2.7 Memória “individual” e memória “coletiva” ou memória “individuocoletiva”?

2.7.2 O olhar exterior: Maurice Halbwachs

A grande empreitada intelectual de Halbwachs consiste em ter posto a coletividade no centro dessa problemática, atribuindo-lhe diretamente a memória sem, necessariamente, passar pela memória do indivíduo, promovendo, assim, um deslocamento do olhar do interior para o exterior deste.
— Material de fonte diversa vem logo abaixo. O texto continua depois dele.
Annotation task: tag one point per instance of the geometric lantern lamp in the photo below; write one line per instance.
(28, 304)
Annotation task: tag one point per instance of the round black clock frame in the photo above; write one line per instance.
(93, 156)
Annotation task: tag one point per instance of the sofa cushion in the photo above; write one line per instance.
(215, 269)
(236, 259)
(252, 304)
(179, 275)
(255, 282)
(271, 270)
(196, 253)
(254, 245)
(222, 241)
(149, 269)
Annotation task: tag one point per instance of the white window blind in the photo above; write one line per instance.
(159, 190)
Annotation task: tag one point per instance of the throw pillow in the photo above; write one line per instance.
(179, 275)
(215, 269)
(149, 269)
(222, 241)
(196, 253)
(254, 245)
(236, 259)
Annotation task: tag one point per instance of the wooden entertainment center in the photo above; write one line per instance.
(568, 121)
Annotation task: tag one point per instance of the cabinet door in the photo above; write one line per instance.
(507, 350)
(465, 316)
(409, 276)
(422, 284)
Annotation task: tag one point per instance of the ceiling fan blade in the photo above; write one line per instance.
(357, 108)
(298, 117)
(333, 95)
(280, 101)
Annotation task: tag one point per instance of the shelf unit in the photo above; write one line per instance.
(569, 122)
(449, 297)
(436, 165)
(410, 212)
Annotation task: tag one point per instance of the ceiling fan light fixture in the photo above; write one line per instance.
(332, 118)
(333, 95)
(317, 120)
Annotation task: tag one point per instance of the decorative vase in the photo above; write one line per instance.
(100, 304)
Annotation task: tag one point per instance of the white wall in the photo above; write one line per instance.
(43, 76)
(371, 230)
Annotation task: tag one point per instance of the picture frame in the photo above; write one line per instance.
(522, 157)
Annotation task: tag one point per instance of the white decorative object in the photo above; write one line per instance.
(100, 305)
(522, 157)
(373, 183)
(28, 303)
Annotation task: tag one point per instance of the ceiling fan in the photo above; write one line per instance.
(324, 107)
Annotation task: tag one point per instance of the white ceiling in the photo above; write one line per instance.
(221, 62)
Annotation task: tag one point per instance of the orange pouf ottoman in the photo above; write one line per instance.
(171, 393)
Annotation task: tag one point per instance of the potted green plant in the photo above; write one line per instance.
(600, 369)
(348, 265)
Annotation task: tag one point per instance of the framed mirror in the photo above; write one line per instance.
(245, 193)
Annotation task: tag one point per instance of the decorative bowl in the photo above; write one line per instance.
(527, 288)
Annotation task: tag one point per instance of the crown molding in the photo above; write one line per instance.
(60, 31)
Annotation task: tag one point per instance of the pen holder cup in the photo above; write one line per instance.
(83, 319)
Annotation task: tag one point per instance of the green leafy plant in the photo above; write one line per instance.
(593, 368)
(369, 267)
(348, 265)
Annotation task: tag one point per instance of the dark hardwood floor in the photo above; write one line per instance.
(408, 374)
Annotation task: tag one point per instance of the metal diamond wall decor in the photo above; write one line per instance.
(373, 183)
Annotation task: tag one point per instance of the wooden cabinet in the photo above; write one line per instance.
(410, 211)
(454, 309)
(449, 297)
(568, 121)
A princípio, para Halbwachs (1997), a rememoração percorreria o seguinte caminho: recorrer a testemunhos, sendo nós mesmos os primeiros a testemunhar27, confrontá-los, entrar num acordo quanto a um conjunto significativo desses, reconstruir lembranças e reconhecê-las enquanto tal. Posto tal caminho mnemônico, duas perguntas logo se impõem: seria ele também pertinente quando se tratar de lembranças de acontecimentos que somente nós vivenciamos, com exclusividade? As testemunhas são mesmo indispensáveis para recordar uma lembrança?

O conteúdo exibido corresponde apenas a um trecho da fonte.